In a discussion paper examining the existing regulations around community pharmacy, the AMA took aim at the rules around community pharmacy location and ownership.
While many GPs were somewhat familiar with telehealth before the pandemic hit, it was relatively new ground for pharmacies.
The AMA isn’t the first body to take issue with these regulations: the system has been criticised in Productivity Commission reports dating back 20 years.
“In 1999, the Productivity Commission noted that the strict rules around pharmacy had prevented the evolution of pharmacy in Australia, specifically noting that mail-order pharmacy, which was common in many other countries, had not been able to be effectively introduced for Australians,” the AMA discussion paper said.
“Over twenty years later the delivery of prescription medicines to our homes has only become an option due to a global pandemic.
“These deliveries, however, must still come from a community pharmacy.”
Under current guidelines, pharmacies can only be owned by a pharmacist or pharmacist’s family member and be located at least 1.5km away from the next-closest pharmacy but within 500m of a supermarket.
“There is a need to separate prescribing and dispensing, but there is also a need to look at better or different ways that patients may be able to get pharmacists and GPs working together for them,” AMA Vice President Dr Chris Moy told Wild Health.
“We’re looking at dispensing methods which are more convenient, innovative and actually suit the needs of a population that has more chronic disease, lower mobility and is always looking for convenience.”
The problem with the current ownership and location rules, according to Dr Moy, is that it reinforces the traditional brick-and-mortar community pharmacy setup, leaving limited room for innovation or competition in the space.

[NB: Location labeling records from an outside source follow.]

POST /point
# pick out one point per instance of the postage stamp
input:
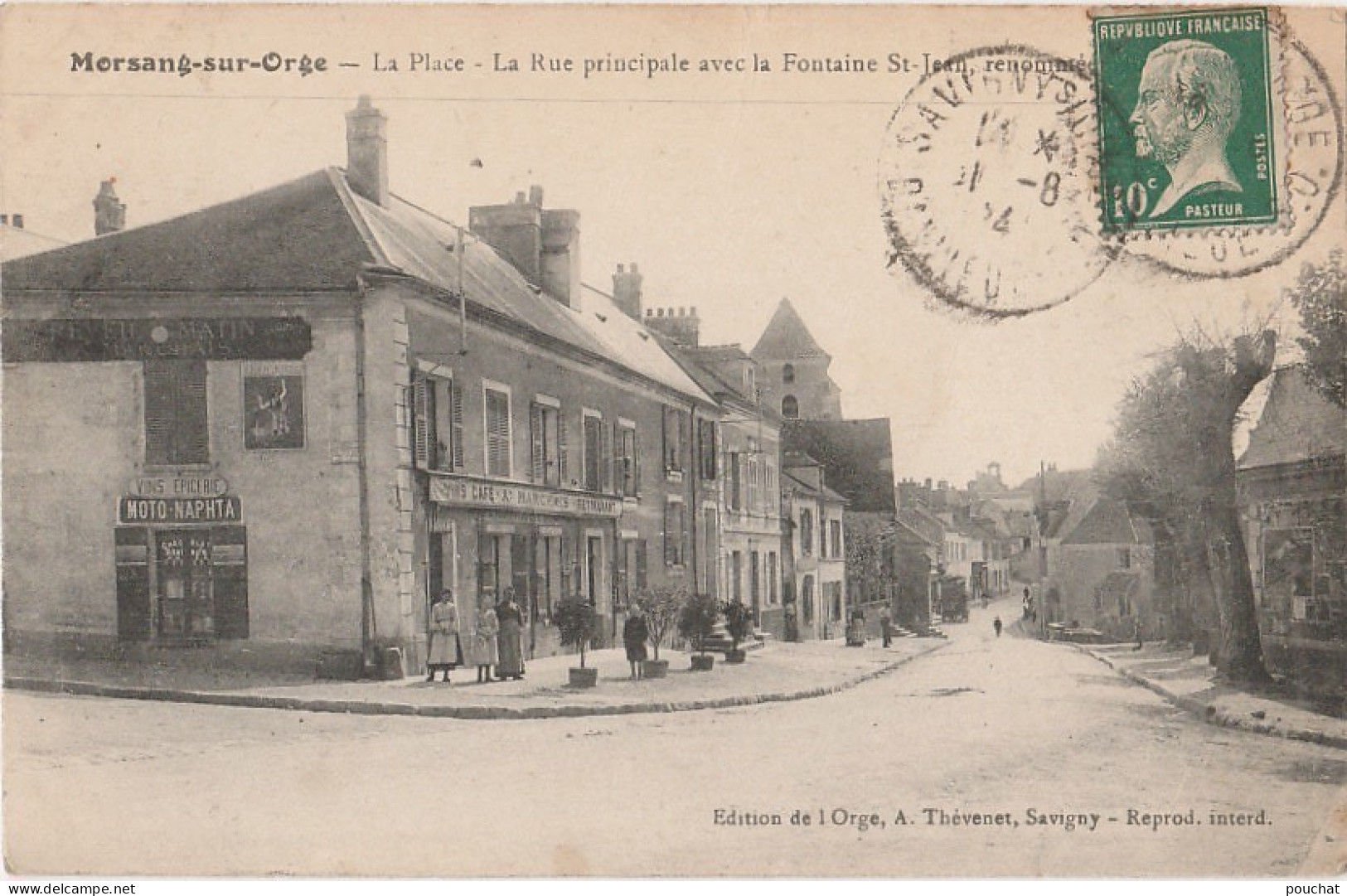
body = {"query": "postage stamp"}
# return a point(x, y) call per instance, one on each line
point(1185, 120)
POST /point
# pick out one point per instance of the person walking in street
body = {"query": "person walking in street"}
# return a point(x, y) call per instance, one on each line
point(482, 644)
point(510, 639)
point(635, 632)
point(445, 651)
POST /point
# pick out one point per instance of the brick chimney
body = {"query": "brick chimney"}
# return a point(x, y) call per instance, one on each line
point(627, 290)
point(679, 325)
point(366, 151)
point(109, 213)
point(543, 245)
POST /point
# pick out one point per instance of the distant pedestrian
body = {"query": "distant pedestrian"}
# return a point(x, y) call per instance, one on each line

One model the AMA floated was introducing medicine vending machines, where pharmacists worked as part of a GP-led multidisciplinary team but did not handle medication.
“A simple way to incorporate [this] in Australia would be to allow dispensing machines to be located in general practices,” the discussion paper said.
“Practices could utilise the skills of a practice pharmacist who is able to perform medication reviews with patients and provide advice on the spot.
“In order to remove financial incentives, practices could receive flat fees from remote dispensing machine providers who make profit off individual sales.”
According to Dr Moy, this fulfils an important safety role while streamlining the patient journey.
“Dispensing is a really complex process – pharmacists get the prescription, but then also go through and check for appropriate labelling and dosage, as well as adding that extra layer of assurance,” the AMA Vice President said.
“It’s a lot more than just handing over medications.”
While the AMA does want to see new and improved models of care, Dr Moy stressed that there always needed to be separation of prescribing and dispensing – a core reason the association opposed a recent push for over-the-counter oral contraceptive pills.
“We’re not saying this is the exact right model, but we’re trying to start a discussion and get people to think outside the square, something we’ve all had to during covid,” he said.
“This is just another potential step – for the industry to say now that they wouldn’t move at all would make you wonder why, particularly given the previous Productivity Commission reports.”